The three other behavioral engagement profiles identified students who did not participate in any kind of school-based ECAs. One of these student subpopulations spent much of their out-of-school time reading and doing homework. The second was not involved in any kind of formal, structured activity and spent large amounts of time watching television/playing video games. A third group experienced significant behavioral problems at school (e.g., class cutting, suspensions, and behaviors).
This research yielded four implications. Each has import for practice and future research.
First: Participation in school-based ECAs does not necessarily lead to academic engagement or academically focused student identities. In other words, although students may garner important connections and competencies in ECA participation, the transfer of those competencies to classrooms and academic is not automatic.
Second, and on the other hand, student participation in ECAs all but eliminates the probability of affective disengagement and social withdrawal. In other words, although ECA engagement does not guarantee academic engagement, it prevents academic disengagement!
Third: Although behavioral difficulty in school all but eliminates the prospect of academic engagement and identification, it seldom leads to affective disengagement and withdrawal. This important finding signals considerable variability among students with persistent conduct problems. The ready implication is that one-size-fits-all behavioral interventions for so-called “troubled students” are unwarranted. Indeed, formulaic interventions applied to all manner of students have the potential to cause harm.
Fourth: Academic identification almost always operates in synergy with participation.

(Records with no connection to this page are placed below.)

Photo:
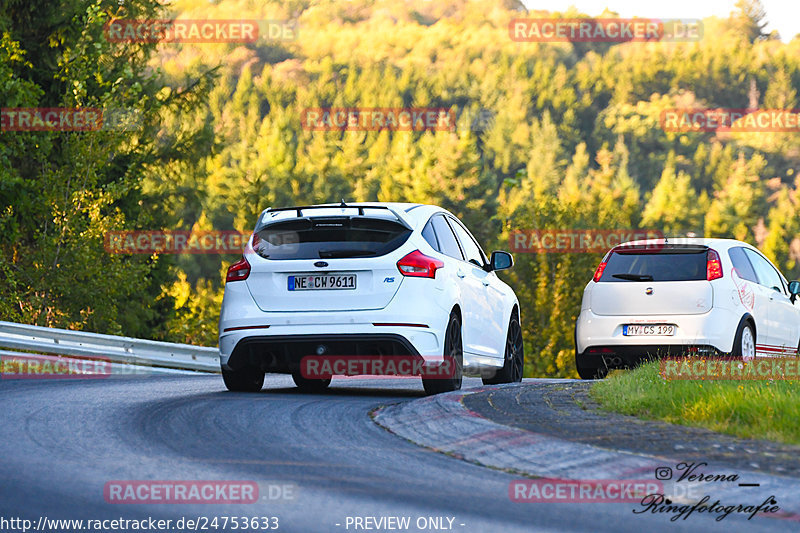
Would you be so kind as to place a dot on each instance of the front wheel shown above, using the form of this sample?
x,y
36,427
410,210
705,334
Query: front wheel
x,y
245,379
514,360
453,361
744,344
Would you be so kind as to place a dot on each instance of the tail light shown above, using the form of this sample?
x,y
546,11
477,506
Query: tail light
x,y
713,265
599,272
238,271
418,265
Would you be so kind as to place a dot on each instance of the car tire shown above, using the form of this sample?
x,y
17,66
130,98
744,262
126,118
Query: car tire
x,y
310,385
514,358
744,344
245,379
454,354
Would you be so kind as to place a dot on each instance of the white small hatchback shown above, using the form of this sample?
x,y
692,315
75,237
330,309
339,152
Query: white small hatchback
x,y
672,297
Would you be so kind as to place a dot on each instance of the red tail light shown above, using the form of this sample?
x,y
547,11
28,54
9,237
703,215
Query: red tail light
x,y
599,272
418,265
238,271
713,265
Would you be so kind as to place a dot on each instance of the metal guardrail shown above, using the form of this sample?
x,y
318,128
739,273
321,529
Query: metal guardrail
x,y
115,348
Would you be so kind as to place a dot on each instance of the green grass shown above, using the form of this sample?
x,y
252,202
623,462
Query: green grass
x,y
748,409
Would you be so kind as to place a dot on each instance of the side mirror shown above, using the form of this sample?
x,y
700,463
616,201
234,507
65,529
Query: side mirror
x,y
794,289
502,261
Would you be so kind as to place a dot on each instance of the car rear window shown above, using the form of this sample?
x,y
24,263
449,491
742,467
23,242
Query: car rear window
x,y
665,265
330,238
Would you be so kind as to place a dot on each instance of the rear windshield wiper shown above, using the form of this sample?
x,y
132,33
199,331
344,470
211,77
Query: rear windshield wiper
x,y
327,254
634,277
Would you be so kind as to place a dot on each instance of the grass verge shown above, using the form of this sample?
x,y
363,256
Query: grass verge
x,y
749,409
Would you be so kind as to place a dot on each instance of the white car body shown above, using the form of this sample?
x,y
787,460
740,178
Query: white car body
x,y
387,311
705,315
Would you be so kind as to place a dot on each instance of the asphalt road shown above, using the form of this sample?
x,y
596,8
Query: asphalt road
x,y
61,441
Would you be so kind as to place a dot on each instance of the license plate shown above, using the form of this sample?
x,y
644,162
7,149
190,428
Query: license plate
x,y
648,329
325,282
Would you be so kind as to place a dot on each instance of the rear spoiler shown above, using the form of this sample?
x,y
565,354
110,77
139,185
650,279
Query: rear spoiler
x,y
299,210
660,247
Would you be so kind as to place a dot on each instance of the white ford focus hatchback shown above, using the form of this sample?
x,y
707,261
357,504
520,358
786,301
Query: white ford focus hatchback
x,y
703,296
368,280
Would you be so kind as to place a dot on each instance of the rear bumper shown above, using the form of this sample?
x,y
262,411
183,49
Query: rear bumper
x,y
407,326
630,356
711,331
283,354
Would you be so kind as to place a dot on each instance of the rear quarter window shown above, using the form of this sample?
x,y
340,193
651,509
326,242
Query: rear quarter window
x,y
742,265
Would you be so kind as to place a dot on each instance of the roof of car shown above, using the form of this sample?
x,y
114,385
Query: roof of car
x,y
414,213
697,241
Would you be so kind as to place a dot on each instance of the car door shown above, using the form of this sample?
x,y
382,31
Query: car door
x,y
781,313
479,281
470,307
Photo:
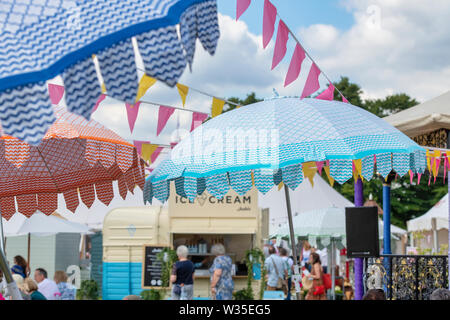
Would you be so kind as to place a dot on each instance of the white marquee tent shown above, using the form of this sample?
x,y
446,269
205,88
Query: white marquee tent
x,y
439,211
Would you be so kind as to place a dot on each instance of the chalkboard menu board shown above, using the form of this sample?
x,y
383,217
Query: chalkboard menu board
x,y
151,267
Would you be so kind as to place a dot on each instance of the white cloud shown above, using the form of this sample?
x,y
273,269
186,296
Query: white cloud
x,y
394,46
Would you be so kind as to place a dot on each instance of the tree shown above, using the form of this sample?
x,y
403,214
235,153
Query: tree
x,y
390,105
250,99
351,91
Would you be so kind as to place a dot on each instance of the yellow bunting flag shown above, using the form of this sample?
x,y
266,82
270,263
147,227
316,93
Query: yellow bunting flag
x,y
428,161
148,150
145,84
309,171
358,169
330,179
437,154
217,107
183,91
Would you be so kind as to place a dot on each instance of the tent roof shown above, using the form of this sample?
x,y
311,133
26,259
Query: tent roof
x,y
305,198
423,118
439,211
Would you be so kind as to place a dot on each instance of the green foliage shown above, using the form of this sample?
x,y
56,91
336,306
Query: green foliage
x,y
250,99
167,257
407,201
88,290
351,91
244,294
255,256
153,294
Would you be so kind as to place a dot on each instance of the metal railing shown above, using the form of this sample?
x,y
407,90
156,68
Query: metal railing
x,y
406,277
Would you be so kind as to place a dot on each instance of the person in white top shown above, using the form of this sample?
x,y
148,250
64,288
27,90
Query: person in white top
x,y
45,286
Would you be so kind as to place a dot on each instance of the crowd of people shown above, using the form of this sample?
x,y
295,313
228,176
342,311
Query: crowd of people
x,y
39,287
278,265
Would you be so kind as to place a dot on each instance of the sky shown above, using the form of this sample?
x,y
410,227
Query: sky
x,y
385,46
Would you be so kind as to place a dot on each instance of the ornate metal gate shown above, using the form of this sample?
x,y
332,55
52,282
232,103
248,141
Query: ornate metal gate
x,y
405,277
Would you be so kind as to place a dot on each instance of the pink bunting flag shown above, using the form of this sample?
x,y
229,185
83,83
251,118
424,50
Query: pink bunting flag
x,y
100,99
312,82
280,44
438,163
156,153
295,66
132,112
319,165
446,164
197,119
327,94
138,144
269,18
163,116
241,7
55,92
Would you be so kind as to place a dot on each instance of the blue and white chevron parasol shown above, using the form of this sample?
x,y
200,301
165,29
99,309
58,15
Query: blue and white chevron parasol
x,y
40,40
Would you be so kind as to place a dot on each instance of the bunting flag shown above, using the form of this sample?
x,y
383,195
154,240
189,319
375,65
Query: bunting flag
x,y
163,116
241,7
145,84
197,119
269,18
357,169
183,91
148,151
436,164
309,171
327,171
411,176
217,107
312,82
138,145
56,93
327,94
280,44
132,112
319,165
295,66
102,97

In other words, students’ academic engagement and identification typically are bolstered by their participation in structured, formal activities at school, at home, and in the community.
These subpopulation examples are not unusual, and so the research-to-practice findings they provide illustrate the untapped potential of research-supported, engagement-focused data systems. They also illuminate needs for an expansive intervention inventory because interventions for one subpopulation may not be effective with others. Viewed in this way, subpopulation identification and targeting enables interventions to be customized, both for individuals and groups, benefiting everyone. What is more, early intervention and prevention models and strategies for identifiable peer groups and social networks may counteract collective disengagement [
35].
7. Beyond the School System: Subpopulation Targeting with Community Data
When social-ecological frameworks frame school improvement and redesign initiatives, extra-school data are a top priority because most of young people’s time is spent in extra-school settings. In other words, school data are essential, but they also are insufficient because they provide a partial picture of young people, especially social determinants of their engagement. In fact, limited data circumscribed by what school systems prioritize, collect, and use increases the probability of a suboptimal fit between what an intervention is designed to accomplish and what students need.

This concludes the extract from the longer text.